I don’t know [rires]. The Macronists and right-wing political leaders consider that they still have a move to play and refuse to hear what the French expressed on July 7: an attachment to another society, to the values ​​of the Republic, an openness to others, to another pension reform.

You wrote most of your book before the European and then legislative elections. Did they change anything for you?

These elections were a crash test for my thesis. The European elections illustrate the idea of ​​a “great resignation” on the part of post-baby boom voters and millennials: those who vote are increasingly conservative and less and less representative, while those who abstain could be reserves for the left.

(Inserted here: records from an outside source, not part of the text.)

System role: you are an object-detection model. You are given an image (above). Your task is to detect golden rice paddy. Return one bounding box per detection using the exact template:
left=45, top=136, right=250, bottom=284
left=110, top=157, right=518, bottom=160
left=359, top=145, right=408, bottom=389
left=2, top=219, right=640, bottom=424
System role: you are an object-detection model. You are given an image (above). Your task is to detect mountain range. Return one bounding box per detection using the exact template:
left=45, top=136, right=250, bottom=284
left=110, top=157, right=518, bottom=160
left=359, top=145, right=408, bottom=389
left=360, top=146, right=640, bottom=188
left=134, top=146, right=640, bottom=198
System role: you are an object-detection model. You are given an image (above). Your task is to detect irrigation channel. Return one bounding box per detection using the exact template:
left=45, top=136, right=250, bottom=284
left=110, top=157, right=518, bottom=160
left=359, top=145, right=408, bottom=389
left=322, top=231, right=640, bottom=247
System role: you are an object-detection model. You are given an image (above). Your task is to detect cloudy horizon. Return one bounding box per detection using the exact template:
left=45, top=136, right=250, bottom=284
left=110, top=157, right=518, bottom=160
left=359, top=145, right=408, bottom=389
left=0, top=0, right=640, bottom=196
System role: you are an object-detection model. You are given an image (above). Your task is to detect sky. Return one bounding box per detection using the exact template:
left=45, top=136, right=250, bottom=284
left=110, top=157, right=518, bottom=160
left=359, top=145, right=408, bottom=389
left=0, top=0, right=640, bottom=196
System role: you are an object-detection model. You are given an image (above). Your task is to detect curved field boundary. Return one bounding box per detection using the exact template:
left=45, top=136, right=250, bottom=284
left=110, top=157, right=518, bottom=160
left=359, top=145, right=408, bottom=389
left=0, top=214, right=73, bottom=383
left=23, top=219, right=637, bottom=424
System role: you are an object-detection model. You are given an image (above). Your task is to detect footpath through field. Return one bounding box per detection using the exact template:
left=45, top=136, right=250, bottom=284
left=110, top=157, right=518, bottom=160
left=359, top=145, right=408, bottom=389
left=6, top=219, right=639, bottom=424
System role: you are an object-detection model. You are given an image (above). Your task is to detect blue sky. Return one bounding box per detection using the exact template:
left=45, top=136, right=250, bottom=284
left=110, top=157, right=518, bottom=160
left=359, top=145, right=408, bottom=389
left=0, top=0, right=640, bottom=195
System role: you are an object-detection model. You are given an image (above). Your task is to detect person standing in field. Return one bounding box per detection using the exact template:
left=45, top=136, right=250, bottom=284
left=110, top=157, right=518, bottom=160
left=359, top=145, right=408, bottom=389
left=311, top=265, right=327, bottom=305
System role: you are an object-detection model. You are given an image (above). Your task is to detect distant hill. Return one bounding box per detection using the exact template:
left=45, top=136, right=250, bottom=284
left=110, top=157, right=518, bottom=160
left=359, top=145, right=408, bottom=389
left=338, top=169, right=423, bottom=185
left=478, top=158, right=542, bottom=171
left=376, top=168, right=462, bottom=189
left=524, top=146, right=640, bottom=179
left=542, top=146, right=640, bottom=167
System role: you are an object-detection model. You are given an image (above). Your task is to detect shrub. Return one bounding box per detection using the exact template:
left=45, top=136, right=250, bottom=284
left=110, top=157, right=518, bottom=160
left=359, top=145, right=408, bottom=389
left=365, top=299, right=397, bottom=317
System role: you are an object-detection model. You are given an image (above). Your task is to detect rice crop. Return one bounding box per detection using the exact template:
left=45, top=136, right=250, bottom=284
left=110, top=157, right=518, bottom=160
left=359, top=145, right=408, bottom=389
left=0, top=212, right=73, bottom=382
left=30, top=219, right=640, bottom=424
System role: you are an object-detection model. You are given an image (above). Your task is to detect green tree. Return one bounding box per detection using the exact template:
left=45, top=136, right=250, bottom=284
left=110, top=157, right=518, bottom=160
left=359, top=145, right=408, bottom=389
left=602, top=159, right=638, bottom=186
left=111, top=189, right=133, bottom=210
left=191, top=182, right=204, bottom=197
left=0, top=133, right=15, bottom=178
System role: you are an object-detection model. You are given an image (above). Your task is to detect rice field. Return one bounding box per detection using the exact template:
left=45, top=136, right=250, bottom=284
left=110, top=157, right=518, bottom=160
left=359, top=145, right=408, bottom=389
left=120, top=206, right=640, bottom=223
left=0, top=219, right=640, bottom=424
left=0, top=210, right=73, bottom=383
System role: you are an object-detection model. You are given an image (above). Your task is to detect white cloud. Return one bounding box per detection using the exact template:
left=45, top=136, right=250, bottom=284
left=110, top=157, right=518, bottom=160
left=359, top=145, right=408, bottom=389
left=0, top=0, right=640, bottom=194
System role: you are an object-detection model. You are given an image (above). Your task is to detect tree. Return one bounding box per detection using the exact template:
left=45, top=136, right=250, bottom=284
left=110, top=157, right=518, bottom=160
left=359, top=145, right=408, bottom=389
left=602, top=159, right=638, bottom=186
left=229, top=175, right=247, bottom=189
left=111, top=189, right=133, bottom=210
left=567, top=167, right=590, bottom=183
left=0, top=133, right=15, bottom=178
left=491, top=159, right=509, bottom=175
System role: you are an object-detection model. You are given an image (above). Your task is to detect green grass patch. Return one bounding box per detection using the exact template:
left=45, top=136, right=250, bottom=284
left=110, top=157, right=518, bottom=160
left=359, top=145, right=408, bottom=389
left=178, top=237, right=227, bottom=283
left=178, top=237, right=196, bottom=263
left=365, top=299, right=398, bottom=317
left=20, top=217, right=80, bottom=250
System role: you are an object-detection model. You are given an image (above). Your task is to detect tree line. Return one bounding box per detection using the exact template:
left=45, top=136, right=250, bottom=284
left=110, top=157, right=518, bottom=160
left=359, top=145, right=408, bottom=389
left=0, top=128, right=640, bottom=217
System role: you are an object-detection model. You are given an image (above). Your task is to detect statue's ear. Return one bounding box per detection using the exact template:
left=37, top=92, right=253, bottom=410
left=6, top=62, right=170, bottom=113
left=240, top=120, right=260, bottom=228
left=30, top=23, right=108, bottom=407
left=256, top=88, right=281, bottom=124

The novelty of the RN (National Rally) lies in its ability to seduce conservatives among the sixty- and seventy-year-olds who previously did not allow themselves to vote. The first round of the legislative elections showed how strong the right and the far right could be, while the second round and the victory of the NFP (New Popular Front) tell a different story, the possibility of remobilizing a society, not necessarily through support but first to express something as a citizen. What we saw in these elections is a divergence between what is happening on the political scene and in society.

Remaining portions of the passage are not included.